It has been one of the joy’s and great gifts of my life to see Maria fulfill her destiny, find her full moon, to see her life as an artist unfold and flower, to follow her passionate bliss.
This was our covenant, our commitment to one another, the wellspring of our great love for each other, to fully support one another in the pursuit of our creative spark and our lives. A month or so ago, Pamela Rickenbach, one of the co-founders (with Christina Hansen) of Blue-Star Equiculture, the wonderful and controversial retirement home of the New York Carriage Horses and other draft horses, asked Maria to design a symbol, a quilt a work of art that captured the feeling and work of the Blue Star farm in Palmer, Mass.
If you are wondering why a retirement home for work horses could possibly be controversial, it is because many elements of the animal rights movement – the movement that seeks to banish the carriage horses from New York – oppose any form of work for animals with people, they consider it abusive and exploitive. Blue Star supports working animals and seeks to educate the world about them.
People who call themselves supporters of animal rights have vandalized Blue-Star, broken open the fences at night to try and release the horses on a busy road, harassed the interns and employes of the farm – they have hacked into their cellphones and released personal information on the Internet, refused to allow people from Blue-Star to speak at equine events, picketed them and insulted them.

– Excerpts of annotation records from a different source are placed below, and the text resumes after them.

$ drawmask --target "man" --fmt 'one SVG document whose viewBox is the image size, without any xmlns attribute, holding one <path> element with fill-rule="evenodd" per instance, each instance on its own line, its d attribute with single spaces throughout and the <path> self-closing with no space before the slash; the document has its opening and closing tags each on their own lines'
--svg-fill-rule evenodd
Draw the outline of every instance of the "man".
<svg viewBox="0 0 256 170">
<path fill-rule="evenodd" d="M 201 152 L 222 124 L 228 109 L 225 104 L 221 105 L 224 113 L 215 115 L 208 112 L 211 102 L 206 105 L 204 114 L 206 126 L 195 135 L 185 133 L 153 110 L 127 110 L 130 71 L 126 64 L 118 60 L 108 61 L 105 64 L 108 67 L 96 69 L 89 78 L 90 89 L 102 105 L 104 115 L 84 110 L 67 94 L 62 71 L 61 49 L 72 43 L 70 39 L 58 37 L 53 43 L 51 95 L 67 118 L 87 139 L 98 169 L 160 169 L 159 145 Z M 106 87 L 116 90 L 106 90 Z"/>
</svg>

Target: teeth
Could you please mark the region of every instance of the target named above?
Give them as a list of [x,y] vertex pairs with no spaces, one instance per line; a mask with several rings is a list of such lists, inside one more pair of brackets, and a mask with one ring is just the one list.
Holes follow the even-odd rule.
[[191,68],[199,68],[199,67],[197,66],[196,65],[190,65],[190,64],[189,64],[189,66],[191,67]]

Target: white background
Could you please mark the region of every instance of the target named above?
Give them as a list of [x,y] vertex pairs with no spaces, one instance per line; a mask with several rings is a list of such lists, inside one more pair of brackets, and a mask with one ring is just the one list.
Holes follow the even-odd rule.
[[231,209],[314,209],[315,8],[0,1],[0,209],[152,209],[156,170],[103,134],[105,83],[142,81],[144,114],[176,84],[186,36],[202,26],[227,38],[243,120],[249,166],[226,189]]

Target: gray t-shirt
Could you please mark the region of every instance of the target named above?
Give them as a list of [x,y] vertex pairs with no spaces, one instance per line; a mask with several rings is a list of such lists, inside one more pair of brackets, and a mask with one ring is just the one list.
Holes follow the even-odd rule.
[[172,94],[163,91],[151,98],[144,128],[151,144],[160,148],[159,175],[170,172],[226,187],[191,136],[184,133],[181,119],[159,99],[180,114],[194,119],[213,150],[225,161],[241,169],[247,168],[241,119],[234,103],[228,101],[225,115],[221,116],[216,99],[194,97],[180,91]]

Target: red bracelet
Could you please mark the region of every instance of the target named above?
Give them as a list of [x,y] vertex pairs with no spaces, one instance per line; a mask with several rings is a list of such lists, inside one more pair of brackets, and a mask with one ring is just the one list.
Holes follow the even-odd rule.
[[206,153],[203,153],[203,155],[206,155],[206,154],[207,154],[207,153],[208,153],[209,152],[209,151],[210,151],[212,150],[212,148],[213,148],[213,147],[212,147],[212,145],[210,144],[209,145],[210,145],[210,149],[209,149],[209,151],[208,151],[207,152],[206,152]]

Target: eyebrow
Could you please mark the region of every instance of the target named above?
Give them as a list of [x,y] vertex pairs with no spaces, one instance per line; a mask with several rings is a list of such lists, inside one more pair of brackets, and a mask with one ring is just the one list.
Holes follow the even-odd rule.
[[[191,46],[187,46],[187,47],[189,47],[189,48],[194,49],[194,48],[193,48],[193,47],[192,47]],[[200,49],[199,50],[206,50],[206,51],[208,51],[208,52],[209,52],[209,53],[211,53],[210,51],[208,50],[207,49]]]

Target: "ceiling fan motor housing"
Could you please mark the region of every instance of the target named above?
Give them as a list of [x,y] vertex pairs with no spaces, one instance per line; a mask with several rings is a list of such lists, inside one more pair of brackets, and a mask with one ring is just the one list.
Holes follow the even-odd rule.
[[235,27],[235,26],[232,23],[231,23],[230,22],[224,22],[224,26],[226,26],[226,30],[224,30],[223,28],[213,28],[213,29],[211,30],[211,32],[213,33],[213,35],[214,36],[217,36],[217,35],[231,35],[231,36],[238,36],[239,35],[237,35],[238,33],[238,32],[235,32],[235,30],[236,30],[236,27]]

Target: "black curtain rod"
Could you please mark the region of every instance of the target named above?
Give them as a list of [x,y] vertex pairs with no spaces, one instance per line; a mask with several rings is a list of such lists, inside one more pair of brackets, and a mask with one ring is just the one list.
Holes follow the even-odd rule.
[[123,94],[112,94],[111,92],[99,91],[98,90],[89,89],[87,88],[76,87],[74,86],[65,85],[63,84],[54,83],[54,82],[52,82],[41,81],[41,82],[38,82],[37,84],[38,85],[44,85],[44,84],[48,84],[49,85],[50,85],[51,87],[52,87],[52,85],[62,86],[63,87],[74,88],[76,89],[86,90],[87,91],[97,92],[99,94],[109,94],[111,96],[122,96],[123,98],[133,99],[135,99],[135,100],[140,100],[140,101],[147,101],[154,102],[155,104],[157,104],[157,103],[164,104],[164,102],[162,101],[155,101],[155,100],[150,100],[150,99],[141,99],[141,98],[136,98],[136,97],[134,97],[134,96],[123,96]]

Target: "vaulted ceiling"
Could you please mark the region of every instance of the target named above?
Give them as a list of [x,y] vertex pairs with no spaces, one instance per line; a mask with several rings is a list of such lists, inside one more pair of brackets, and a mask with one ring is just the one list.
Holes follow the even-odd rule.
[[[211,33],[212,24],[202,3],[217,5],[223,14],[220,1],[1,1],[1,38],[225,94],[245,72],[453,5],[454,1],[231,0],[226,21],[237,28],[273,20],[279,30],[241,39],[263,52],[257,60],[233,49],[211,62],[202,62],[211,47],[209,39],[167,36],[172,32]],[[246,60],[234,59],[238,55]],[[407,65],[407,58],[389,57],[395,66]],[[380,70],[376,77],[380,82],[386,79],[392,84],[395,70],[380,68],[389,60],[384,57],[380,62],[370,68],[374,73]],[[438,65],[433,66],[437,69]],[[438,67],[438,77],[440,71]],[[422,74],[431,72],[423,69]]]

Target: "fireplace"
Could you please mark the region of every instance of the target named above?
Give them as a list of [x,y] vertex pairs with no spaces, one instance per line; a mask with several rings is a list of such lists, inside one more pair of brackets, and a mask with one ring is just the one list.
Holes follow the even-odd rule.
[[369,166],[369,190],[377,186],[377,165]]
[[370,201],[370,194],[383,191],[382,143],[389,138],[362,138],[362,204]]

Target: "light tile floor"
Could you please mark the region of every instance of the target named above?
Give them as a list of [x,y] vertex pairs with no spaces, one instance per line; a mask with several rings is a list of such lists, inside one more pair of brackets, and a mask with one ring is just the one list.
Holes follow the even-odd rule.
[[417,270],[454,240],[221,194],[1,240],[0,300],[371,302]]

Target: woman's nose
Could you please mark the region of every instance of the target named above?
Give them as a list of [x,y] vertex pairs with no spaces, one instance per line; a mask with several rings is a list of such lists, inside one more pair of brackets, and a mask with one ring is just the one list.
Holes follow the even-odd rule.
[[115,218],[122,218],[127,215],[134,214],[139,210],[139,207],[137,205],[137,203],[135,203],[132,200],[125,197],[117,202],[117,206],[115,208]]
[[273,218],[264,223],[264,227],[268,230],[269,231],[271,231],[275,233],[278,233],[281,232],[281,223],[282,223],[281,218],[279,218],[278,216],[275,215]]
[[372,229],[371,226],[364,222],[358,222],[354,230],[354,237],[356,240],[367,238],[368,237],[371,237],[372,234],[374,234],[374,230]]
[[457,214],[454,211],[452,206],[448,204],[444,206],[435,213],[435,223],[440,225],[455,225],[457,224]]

It is sometimes hard for me to imagine why running a retirement home for animals caught draw so much hatred and rage, but that is the story of our time, in many ways. Pamela and Paul are heroes to me, angels for animals. Sometimes I think the animal world is all about inverted morality.
In reality, the farm is anything but controversial, it is a warm and loving place, well and lovingly run. Pamela and her partner Paul Moshimer have created a wonderful home for the big horses when they need to retire and they live out there lives there. The carriage drivers often come up to Massachusetts to see their horses and visit with them. It is a tender thing. Maria and I have gone there to meet the horses and photograph them.
A few years ago, Maria would never have accepted this challenge or believed she could do it. Now, she spoke with Pamela and grasped her vision of Blue Star and the meaning of horses in our lives and for the future of the world. For all the animal lovers that there are in the world, it seems there are few people who grasp the centrality of animals in our world, and the great importance to keeping them among us. The horses have a powerful connection to humanity, Blue Star is fighting to preserve it.
This is the story of the New York Carriage Horses, of course, one of the reasons it is important to me. This morning, Maria and I are going to Blue Star to give this quilt to Pamela, she says it is exactly what she hoped for and imagined in her mind but could not quite articulate.
Maria has a powerful spiritual self, she connects so powerfully to nature, mysticism and animals. I was not surprised.
I told Maria, who is as modest as she is gifted, that is an astonishing artistic achievement, and she, of course, did not really believe me. She captured the meaning of Blue Star.I hope she gets to understand that today. For me, too, a great personal moment of pride, a coming of age of the brilliant and brave woman I love so much, she has come so far, she has so much farther to go.